何の説明もないので一回観ただけではサッパリ分からないが、実は『ツリー・オブ・ライフ』は、監督のテレンス・マリックの自伝的作品として作られている

彼は1943年にイリノイ州オタワで、厳格な地質学者の父親エミールと、優しい母親アイリーンの元に生まれた。テレンスには音楽的才能に恵まれたラリーという弟がいて、スペインの有名ギタリストのアンドレ・セゴビアに弟子入りするほど将来を嘱望される。音楽家志望だった父親も、叶わなかった夢を息子に託しておおいに期待をかけたという。

しかし、その期待はやや過度すぎた。ラリーは自分の音楽的才能の限界を感じ、自ら命を落とすという悲劇的結末を迎えてしまう。実の弟の自殺に、テレンスが受けた衝撃は想像に難くない。やがてその哀しみは、弟を精神的に追いつめた父親への憎悪に転化する…。

っていうかコレ、『ツリー・オブ・ライフ』のお話そのまんまですよね? ショーン・ペンはマリック自身であり、ブラッド・ピットは厳格な父親であり、ジェシカ・チャステインは優しい母親であり、3人の少年たちはかつての自分の兄弟たちだ。要はこの作品、テレンス・マリック自身を治癒すべく、父親とのトラウマを克服すべく作り上げられた、とーーーーーーっても個人的な作品なのである。

映画自体が“癒し”であり、“神への祈り”

「わたしが大地を据えたとき、おまえはどこにいたのか」
旧約聖書ヨブ記38章4節

『ツリー・オブ・ライフ』は、こんな旧約聖書からの引用で幕を開ける。ヨブ記は、信心深い善人のヨブが、その信仰が本当に揺るがないものかどうかを神様に試され、超理不尽な苦難にあうというエピソード。彼は財産も家畜も子供たちも失い、絶望のドン底に叩き落されるが、それでも神を呪うことはしなかった。

ヨブ[「忍耐強いヨブ」(ジェラルド・ゼーガース)]

今度はヨブ自身が皮膚病にかかり、見舞いに来た友人たちが「神に懺悔した方が良い」と忠告するものの、身の覚えのないヨブはそれを拒否。すると天から神の声が聞こえて来て、

私が大地を据えたとき、お前はどこにいたのか。
知っていたというなら、理解していることを言ってみよ。
誰がその広がりを定めたかを知っているのか。
誰がその上に測り縄を張ったのか。
基の柱はどこに沈められたのか。
誰が隅の親石を置いたのか。

と、「お前が理解していることなど、神=宇宙というスケールでは無知に等しいのだ!」と一喝されてしまう。ヨブは友人への反論が自己弁護に陥り、それが神への不信心であったことを悟るのであった。
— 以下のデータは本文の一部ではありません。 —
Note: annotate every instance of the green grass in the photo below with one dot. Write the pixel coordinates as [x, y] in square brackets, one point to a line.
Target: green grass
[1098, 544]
どんなに現実が辛かろうと、どんなに現実が理不尽であろうと、その状況をしっかりと受け止め、神への祈りを捧げるのみ。筆者のような不信心者にはその境地に辿り着くことは難しいが、哲学系映画監督のテレンス・マリックにはそれこそが最も重要なイシューなのだろう。つまり、この映画自体が神への祈り。主人公の名前がジャック・オブライエン(Jack O’Brien)で、大文字を繋ぐとヨブ(JOB)になるのは決して偶然ではない。
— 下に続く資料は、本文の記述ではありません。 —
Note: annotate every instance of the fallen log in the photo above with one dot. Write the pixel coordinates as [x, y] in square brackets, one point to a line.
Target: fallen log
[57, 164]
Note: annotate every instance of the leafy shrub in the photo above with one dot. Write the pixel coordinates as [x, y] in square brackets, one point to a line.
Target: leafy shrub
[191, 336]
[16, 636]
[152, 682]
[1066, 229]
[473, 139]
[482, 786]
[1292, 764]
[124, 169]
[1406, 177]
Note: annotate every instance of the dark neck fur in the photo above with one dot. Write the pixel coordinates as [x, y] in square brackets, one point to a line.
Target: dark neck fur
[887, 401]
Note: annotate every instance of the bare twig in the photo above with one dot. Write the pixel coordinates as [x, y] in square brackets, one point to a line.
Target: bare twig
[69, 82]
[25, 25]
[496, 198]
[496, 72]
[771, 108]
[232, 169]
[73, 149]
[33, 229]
『ツリー・オブ・ライフ』にはやたら「神よ…」というナレーションがインサートされるが、この映画はテレンス・マリック自身を治癒すべく作られた作品であり、作品自体が神への祈りであるからして、極めて当然の帰結なのである!

“神”とは、それすなわち“光”である!

この映画、やたら逆光のシーンが多いことに気づかれただろうか。単に逆光というだけでなく、光源である太陽もフレームに映りまくり。普通の映画ではまずありえない撮影方法だが、これにもテレンス・マリックなりの意図がある。

神は光であって、神には少しの暗いところもない

新約聖書中の一書である「ヨハネの手紙一」にこんな一節が記されているくらい、光は“神”を描く象徴的なモチーフだ。そこでマリックは映画のトーン全体を光で覆い尽くすという実験を敢行したのである!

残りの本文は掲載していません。